1999 - Marburg disease in Democratic Republic of Congo - Update 2
06 May 1999
Disease Outbreak Reported
Today WHO received a report from the WHO collaborating centre at the National Institute for Virology, in South Africa that a blood sample collected from the district medical officer who became ill in Watsa zone, in the northeastern part of the Democratic Republic of Congo (DRC) and died on 23 April 1999 with symptoms of haemorrhagic fever, is positive for Marburg virus. Samples from four other suspected cases were negative. Investigations will be initiated to establish whether Marburg fever was responsible for an estimated 76 cases of hemorrhagic fever (52 deaths) that have been reported in Watsa and a nearby community of Durba. Most of the cases were gold miners working in mines near Durba. Epidemiological experts from WHO Headquarters, the WHO Regional Office for Africa and WHO country offices in Kinshasa, DRC and Kampala, Uganda are joining the Médecins sans frontières (MSF Belgium and MSF Netherlands) team already in the area. Experts from the US Centers for Disease Control and Prevention and from the Institut Pasteur are also expected to arrive in the DRC within several days to join the investigation to determine the current size of the outbreak and further investigate the aetiology of the epidemic. The team will also provide technical assistance to further implement control measures. MSF is establishing a ward to isolate patients and training local healthcare staff to use barrier nursing procedures and protective equipment.

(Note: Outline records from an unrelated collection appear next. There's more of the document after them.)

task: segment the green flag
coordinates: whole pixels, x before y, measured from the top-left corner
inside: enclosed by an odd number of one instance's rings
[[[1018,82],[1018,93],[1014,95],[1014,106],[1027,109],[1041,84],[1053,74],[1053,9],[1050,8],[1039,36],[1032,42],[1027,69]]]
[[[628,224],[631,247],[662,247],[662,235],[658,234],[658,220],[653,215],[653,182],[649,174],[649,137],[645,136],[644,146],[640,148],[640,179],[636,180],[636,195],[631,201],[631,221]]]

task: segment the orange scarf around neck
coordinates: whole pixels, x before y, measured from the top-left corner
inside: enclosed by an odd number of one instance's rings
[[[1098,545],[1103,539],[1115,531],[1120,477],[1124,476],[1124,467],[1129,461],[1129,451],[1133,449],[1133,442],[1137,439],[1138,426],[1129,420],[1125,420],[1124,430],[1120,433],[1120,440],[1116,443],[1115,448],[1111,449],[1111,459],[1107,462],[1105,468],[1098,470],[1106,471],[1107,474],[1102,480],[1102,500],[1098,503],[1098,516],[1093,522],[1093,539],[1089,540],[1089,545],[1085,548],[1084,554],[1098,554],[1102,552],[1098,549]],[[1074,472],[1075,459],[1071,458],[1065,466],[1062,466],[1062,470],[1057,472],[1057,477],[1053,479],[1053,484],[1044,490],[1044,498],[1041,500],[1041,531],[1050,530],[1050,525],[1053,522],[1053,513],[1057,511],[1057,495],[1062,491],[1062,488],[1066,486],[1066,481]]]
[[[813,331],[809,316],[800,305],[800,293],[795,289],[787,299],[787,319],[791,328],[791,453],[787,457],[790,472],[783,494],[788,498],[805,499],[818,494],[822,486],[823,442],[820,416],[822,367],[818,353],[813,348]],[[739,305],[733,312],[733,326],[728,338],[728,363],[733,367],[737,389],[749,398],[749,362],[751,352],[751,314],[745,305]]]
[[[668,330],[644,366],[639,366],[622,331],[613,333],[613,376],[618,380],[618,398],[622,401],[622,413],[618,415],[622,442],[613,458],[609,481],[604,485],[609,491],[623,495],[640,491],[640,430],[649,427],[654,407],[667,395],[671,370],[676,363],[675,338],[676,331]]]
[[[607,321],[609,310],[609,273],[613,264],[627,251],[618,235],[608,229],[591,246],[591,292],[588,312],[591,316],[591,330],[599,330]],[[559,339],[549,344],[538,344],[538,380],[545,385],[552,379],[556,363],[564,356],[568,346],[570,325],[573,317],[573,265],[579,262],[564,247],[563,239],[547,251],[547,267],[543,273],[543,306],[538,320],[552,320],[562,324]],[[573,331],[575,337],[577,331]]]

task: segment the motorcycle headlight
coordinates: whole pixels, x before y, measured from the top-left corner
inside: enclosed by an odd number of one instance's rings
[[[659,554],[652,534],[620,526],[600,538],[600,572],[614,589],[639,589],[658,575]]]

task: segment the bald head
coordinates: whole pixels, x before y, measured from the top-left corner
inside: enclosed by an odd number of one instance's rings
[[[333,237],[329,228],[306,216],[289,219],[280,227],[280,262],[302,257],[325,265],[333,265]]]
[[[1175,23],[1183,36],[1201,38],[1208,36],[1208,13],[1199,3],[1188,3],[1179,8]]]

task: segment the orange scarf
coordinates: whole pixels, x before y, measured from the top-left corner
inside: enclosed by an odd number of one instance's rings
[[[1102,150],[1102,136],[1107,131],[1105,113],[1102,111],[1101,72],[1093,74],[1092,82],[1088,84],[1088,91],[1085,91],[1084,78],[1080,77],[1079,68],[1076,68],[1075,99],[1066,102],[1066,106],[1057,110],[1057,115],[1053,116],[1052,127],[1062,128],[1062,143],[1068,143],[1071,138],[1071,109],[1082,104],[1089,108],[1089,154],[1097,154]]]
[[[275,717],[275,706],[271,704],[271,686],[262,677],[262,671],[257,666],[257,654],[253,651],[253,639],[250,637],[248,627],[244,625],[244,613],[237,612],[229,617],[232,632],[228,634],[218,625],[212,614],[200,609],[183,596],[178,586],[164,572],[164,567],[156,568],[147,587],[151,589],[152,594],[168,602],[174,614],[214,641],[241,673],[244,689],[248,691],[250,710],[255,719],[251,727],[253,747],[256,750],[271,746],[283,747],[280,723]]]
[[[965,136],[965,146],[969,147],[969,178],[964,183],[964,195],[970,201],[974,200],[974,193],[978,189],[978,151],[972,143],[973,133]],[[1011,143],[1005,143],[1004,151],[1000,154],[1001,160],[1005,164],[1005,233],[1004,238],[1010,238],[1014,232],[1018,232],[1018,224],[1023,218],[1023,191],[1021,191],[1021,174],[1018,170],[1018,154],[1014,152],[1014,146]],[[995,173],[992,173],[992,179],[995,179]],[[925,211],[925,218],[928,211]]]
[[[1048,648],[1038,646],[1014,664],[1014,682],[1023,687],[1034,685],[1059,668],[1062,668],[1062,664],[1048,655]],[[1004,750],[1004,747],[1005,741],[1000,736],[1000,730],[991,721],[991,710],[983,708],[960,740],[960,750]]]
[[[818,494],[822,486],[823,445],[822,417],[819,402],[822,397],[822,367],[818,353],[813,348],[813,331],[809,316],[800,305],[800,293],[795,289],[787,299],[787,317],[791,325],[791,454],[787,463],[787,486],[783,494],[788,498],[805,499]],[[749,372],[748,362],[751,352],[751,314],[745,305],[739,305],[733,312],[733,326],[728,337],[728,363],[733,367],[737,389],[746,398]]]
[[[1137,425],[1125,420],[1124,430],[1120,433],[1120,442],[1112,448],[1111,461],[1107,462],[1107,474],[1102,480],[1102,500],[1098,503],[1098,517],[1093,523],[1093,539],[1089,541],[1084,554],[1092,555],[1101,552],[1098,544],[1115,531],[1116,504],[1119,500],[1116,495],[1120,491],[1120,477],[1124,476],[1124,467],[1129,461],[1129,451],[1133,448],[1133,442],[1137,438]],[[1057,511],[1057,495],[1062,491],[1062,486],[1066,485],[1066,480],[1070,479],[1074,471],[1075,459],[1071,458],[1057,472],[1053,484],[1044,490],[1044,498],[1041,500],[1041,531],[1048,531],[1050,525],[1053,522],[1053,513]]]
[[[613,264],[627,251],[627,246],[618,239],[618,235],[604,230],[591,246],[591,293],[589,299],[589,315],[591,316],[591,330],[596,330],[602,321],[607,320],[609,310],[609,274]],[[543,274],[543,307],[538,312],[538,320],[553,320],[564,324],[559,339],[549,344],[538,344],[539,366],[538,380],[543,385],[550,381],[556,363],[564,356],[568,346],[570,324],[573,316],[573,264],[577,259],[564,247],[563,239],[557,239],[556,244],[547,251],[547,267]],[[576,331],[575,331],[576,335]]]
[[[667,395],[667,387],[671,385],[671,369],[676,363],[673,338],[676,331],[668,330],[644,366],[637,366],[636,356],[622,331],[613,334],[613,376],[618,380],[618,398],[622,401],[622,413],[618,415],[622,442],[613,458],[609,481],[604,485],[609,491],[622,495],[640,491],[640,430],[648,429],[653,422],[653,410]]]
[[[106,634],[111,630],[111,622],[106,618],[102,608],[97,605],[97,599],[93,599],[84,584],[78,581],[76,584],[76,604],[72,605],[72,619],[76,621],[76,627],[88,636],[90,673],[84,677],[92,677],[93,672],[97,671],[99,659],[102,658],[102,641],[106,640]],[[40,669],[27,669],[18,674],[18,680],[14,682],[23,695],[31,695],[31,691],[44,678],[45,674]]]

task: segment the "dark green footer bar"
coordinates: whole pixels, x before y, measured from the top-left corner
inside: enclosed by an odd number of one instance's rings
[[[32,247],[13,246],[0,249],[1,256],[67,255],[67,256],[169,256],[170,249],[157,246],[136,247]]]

Marburg virus infections, a lethal relative of Ebola (both viruses are in the Filovirus family), are found in sub-Saharan Africa and occur infrequently. Since the virus was first recognized in 1967 when laboratory workers in Marburg, Germany and Belgrade, Yugoslavia were infected by handling monkeys and monkey tissues from animals imported from Uganda, there have only been three reports of sporadic cases (1975 in Zimbabwe and South Africa, and in 1980 and 1987 in Kenya). The virus is transmitted to people following contact with infected animals and animal tissues, and from person-to-person by close contact with infected patients and body fluids. The natural reservoirs of Marburg virus and of Ebola virus are unknown.
Both the Marburg and Ebola viruses are often characterized by the sudden onset of fever, malaise, muscle pain, headache and conjunctivitis. This is followed by sore throat, vomiting, diarrhoea, rash, and both internal and external bleeding. Liver function may be abnormal and platelet function may be impaired. No specific treatment or vaccine exists for Marburg disease. Severe cases require intensive supportive care, as patients are frequently dehydrated and in need of intravenous fluids. Experimental studies involving the use of hyperimmune sera on animals demonstrated no long-term protection against the disease after interruption of therapy.
Suspected cases should be isolated from other patients and strict barrier nursing techniques practised. All hospital personnel should be briefed on the nature of the disease and its routes of transmission. Particular emphasis should be placed on ensuring that high-risk procedures such as the placing of intravenous lines and the handling of blood, secretions, catheters and suction devices are done under barrier nursing conditions. Hospital staff should have individual gowns, gloves and masks. Gloves and masks must not be reused unless disinfected. Patients who die from the disease should be promptly buried or cremated.